Setting up an MLOps pipeline with Microsoft Azure

How to build end-to-end CI/CD pipeline for your ML workflows by leveraging Microsoft’s Azure Machine Learning platform

Published in

Heartbeat

10 min readJan 3, 2022

With ML as a Service (MLaaS) platforms increasingly becoming a common phenomenon rather than the novelty they once were, it has become easier for smaller scale enterprises and the individual to build and deploy productive ML solutions instead of having a dedicated team of data scientists or machine learning engineers to that cause.

In this article, let’s take a look at Microsoft’s Azure Machine Learning service and its vast multitude of integrated tools and solutions¹ to help you or your team develop and deploy the perfect ML workflows.

Introduction

MLOps is the collection of developmental practices that aims to deploy and maintain machine learning models in a production setting efficiently and reliably. Just as DevOps aims to shorten a software system’s development life cycle and provide continuous delivery with high software quality, MLOps is a parallel of DevOps in the ML world² , meaning that the software system here has one or multiple machine learning oriented components.

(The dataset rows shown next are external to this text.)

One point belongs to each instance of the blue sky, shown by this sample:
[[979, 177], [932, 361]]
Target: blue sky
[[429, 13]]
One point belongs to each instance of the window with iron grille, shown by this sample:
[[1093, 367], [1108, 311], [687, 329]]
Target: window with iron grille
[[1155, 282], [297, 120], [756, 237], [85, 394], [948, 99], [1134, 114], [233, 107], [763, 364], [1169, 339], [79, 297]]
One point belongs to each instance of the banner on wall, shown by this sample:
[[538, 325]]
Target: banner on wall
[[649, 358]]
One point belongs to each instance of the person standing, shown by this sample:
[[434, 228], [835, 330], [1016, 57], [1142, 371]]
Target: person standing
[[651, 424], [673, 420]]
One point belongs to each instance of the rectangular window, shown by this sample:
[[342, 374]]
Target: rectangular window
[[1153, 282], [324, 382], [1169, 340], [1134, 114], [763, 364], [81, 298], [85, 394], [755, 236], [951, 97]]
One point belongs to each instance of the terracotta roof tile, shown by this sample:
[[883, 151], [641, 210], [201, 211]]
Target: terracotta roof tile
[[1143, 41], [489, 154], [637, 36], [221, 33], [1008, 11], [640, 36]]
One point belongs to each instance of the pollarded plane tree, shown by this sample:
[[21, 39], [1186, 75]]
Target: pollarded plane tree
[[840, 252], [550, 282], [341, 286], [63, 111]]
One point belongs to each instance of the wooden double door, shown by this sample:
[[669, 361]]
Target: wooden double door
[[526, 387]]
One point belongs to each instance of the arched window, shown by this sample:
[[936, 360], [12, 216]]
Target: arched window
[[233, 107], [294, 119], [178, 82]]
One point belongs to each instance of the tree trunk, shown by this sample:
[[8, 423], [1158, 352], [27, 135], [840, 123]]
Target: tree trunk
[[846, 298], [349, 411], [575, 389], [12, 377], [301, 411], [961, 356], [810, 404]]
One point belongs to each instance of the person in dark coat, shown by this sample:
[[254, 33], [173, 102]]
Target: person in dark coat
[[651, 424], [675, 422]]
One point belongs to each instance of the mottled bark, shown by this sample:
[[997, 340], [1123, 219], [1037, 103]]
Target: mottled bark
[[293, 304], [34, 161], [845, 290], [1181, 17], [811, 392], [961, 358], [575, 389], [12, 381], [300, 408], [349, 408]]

An efficiently implemented DevOps cycle can enable a team of developers to deploy new features faster and thus finish their projects faster while cutting out on drawbacks such as manual tasks, inability to test, and risky deployments. DevOps integrates development and operations by using CI/CD (continuous delivery/continuous deployment) workflows that facilitate super-fast deployment times by continuously delivering code into production, and ensuring an ongoing flow of new features and bug fixes via efficient delivery methods.

In the CI part, incremental code changes are made frequently and reliably while automation of build-and-test workflows ensure that code changes being merged into a repo are reliable. The production code is then delivered quickly and seamlessly as a part of the CD process. An example of a CI/CD workflow could be something as simple as a code review being done between teams to enable collaboration³.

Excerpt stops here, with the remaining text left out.